A case-controlled study of repetitive thoughts and behavior in adults with autistic disorder and obsessive-compulsive disorder

  • Type:#article
  • Year read:#read2021
  • Subject: OCD ASD
  • Bibtex: @mcdougle1995
  • Bibliography: McDougle, C. J. et al. A case-controlled study of repetitive thoughts and behavior in adults with autistic disorder and obsessive-compulsive disorder. Am.

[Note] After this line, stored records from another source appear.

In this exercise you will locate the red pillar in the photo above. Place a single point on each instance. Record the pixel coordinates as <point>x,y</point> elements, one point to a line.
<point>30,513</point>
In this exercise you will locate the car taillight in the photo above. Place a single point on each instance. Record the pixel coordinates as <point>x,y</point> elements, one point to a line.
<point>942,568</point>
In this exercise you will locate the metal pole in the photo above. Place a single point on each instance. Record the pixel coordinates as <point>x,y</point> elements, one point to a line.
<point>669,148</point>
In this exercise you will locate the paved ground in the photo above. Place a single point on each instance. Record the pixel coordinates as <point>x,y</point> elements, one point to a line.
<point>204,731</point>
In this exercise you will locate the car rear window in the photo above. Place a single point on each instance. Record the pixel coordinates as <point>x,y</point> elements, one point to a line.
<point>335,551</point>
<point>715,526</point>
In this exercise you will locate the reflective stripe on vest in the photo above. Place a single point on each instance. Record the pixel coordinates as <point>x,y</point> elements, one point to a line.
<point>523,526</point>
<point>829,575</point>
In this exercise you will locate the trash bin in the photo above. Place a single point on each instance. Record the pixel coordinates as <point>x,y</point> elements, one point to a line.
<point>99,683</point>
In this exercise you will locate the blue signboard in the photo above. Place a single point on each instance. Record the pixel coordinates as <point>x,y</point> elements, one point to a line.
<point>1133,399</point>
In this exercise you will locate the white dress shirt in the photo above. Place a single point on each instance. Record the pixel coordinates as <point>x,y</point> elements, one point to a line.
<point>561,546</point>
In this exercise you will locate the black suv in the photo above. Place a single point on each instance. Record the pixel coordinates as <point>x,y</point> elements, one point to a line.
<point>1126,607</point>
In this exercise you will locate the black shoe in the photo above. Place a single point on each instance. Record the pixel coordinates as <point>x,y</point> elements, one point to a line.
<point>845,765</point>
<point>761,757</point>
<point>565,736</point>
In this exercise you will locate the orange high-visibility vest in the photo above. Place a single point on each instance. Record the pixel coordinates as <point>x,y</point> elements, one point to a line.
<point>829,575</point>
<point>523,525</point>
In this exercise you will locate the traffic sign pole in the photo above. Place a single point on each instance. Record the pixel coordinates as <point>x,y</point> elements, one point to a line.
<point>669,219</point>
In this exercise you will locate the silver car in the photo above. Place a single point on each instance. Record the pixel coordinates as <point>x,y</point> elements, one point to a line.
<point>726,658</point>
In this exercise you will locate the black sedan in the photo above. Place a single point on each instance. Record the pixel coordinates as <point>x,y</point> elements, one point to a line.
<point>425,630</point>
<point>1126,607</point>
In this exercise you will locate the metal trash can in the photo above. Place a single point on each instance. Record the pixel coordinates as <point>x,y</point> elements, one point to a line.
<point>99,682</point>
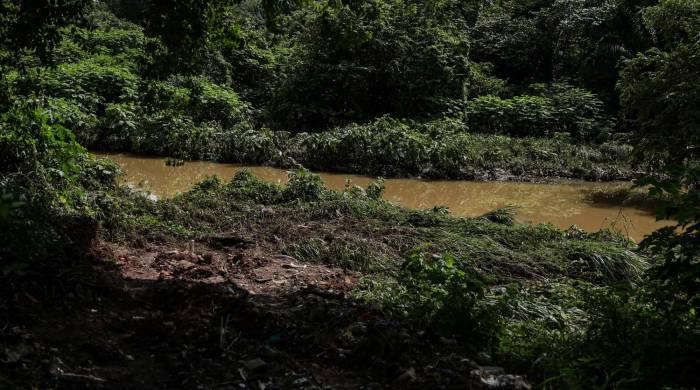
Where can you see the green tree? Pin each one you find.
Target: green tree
(35, 24)
(660, 89)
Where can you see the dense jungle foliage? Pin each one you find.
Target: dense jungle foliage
(470, 89)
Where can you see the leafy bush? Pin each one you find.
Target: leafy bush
(443, 293)
(359, 60)
(304, 186)
(557, 108)
(92, 83)
(49, 188)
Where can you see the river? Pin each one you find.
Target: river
(562, 204)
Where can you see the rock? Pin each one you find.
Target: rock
(184, 265)
(254, 364)
(495, 378)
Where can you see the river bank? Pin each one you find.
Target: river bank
(563, 203)
(249, 283)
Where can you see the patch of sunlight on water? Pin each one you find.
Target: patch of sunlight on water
(562, 204)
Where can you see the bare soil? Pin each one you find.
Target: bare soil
(223, 314)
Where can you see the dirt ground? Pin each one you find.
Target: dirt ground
(222, 314)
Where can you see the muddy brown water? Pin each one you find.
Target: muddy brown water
(562, 204)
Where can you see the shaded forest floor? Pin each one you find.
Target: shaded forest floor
(247, 284)
(229, 317)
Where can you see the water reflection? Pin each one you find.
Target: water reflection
(563, 204)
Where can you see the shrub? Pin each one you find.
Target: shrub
(555, 108)
(45, 176)
(93, 82)
(443, 293)
(359, 60)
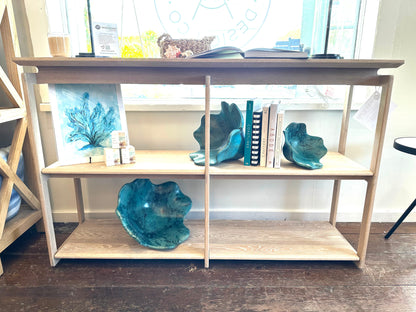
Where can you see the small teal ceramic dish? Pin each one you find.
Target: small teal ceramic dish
(226, 136)
(303, 149)
(153, 214)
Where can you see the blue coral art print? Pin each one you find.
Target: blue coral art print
(84, 116)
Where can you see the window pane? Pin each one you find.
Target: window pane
(295, 24)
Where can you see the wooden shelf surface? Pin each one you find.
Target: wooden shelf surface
(237, 240)
(18, 225)
(107, 239)
(148, 163)
(335, 166)
(178, 163)
(49, 62)
(221, 71)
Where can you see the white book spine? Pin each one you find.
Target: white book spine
(264, 134)
(271, 137)
(279, 140)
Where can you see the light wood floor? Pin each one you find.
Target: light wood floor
(387, 283)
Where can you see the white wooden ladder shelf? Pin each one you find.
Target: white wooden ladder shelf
(10, 83)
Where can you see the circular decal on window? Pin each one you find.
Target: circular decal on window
(233, 22)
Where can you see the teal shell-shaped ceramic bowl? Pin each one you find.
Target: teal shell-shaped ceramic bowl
(153, 214)
(301, 148)
(226, 136)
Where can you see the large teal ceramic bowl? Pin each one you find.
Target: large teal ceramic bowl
(226, 136)
(154, 214)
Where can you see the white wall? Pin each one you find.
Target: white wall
(271, 199)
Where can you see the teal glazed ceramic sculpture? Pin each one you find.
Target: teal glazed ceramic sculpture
(303, 149)
(153, 214)
(226, 136)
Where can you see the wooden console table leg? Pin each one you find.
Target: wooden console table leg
(207, 171)
(29, 80)
(366, 223)
(79, 200)
(387, 84)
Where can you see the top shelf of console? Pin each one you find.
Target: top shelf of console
(221, 71)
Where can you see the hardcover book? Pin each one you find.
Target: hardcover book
(227, 52)
(271, 140)
(279, 139)
(264, 134)
(249, 124)
(256, 138)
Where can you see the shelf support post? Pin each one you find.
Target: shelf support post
(79, 200)
(207, 160)
(387, 85)
(341, 149)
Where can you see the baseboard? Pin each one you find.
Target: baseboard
(384, 216)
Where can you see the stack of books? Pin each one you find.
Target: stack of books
(264, 135)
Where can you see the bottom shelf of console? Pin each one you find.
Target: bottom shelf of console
(233, 240)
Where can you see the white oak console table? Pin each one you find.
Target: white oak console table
(214, 239)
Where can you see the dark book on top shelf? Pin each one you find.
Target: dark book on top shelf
(274, 53)
(256, 138)
(228, 52)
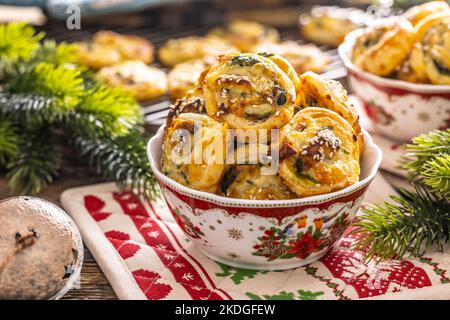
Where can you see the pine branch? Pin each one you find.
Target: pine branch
(46, 93)
(57, 54)
(36, 164)
(436, 175)
(122, 159)
(18, 41)
(28, 109)
(424, 148)
(105, 111)
(8, 142)
(417, 221)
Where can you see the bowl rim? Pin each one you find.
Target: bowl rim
(344, 53)
(235, 202)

J. Psychiatry 152, 772–777 (1995).

Key takeaways

  • Aggressive thoughts more typical of OCD than ASD
  • Hoarding and self-harm more typical of ASD than OCD
  • three

They wanted to compare the types of repetitive thoughts and behavior in ASD to OCD. 50 ASD-patients completed the YBOCS checklist.

Less common in ASD:

  • Aggressive, contamination, sexual, religious, symmetry and somatic obsessions (not hoarding or need to know/remember obsessions)
  • Cleaning, checking, counting compulsions

More common in ASD: - Ordering, hoarding, telling or asking, touching, tapping or rubbing, self-damaging or self-mutilating behavior

These results suggest that the repetitive thoughts and behavior characteristic of autism differ significantly from the obsessive-compulsive symptoms displayed by patients with obsessive-compulsive disorder.

After some kind of ”stepwise discriminant function analysis”, the authors find that aggressive thoughts are the strongest predictor of OCD rather than ASD. Hoarding and self-damaging behavior is the strongest indicator of ASD rather than OCD.